A wave field synthesis apparatus for driving an array of loudspeakers with drive signals, the apparatus includes a sound field synthesizer for generating sound field drive signals for causing the array of loudspeakers to generate one or more sound fields at one or more audio zones, a binaural renderer for generating binaural drive signals for causing the array of loud-speakers to generate specified sound pressures at at least two positions, wherein the at least two positions are determined based on a detected position and/or orientation of a listener, and a decision unit for deciding whether to generate the drive signals using the sound field synthesizer or using the binaural renderer.

Description

CROSS-REFERENCE TO RELATED APPLICATIONS
This application is a continuation of International Application No. PCT/EP2015/058424, filed on Apr. 17, 2015, the disclosure of which is hereby incorporated by reference in its entirety.
TECHNICAL FIELD
Embodiments of the present invention relate to an apparatus and a method for driving an array of loudspeakers with drive signals. Embodiments of the present invention also relate to a computer-readable storage medium storing program code, the program code comprising instructions for carrying out such a method.

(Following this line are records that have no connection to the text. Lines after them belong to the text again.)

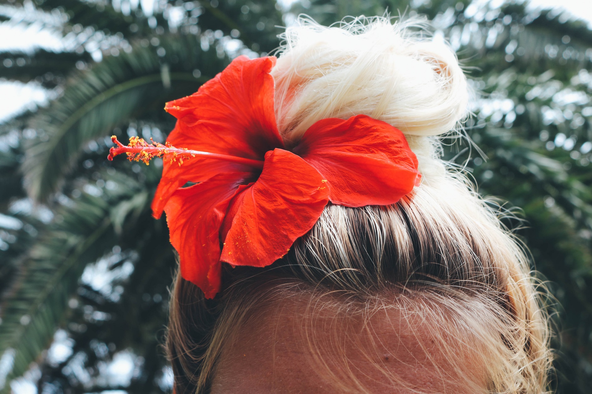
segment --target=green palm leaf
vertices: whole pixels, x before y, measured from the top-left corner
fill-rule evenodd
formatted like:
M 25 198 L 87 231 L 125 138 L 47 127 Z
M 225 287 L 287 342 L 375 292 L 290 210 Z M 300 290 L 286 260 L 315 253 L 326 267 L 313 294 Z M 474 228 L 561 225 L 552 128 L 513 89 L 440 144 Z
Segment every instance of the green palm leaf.
M 139 45 L 77 73 L 63 95 L 33 118 L 30 125 L 41 135 L 27 147 L 22 165 L 30 196 L 43 199 L 54 191 L 85 143 L 132 118 L 162 116 L 166 101 L 197 90 L 225 61 L 202 51 L 194 36 L 159 41 L 158 50 Z
M 85 193 L 55 211 L 62 220 L 54 221 L 40 236 L 4 297 L 0 354 L 9 349 L 15 352 L 9 379 L 28 369 L 63 323 L 68 299 L 86 263 L 110 250 L 115 242 L 114 225 L 120 224 L 113 219 L 130 217 L 133 222 L 148 209 L 147 192 L 137 182 L 121 174 L 109 178 L 117 181 L 117 191 L 102 196 Z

Aspects of the present invention relate to personalized sound reproduction of individual 3D audio which combines local sound field synthesis, i.e., approaches such as local wave domain rendering (LWDR) and local wave field synthesis (LWFS), with point-to-point rendering (P2P rendering) such as binaural beamforming or crosstalk cancellation.
BACKGROUND
There are several known approaches for providing personalized spatial audio to multiple listeners at the same time. A first group of methods uses local sound field synthesis (SFS) approaches, such as (higher order) ambisonics, wave field synthesis and techniques related to it, and a multitude of least squares approaches (e.g. pressure matching or acoustic contrast maximization). These techniques aim at reproducing a desired sound field in multiple spatially extended areas (audio zones).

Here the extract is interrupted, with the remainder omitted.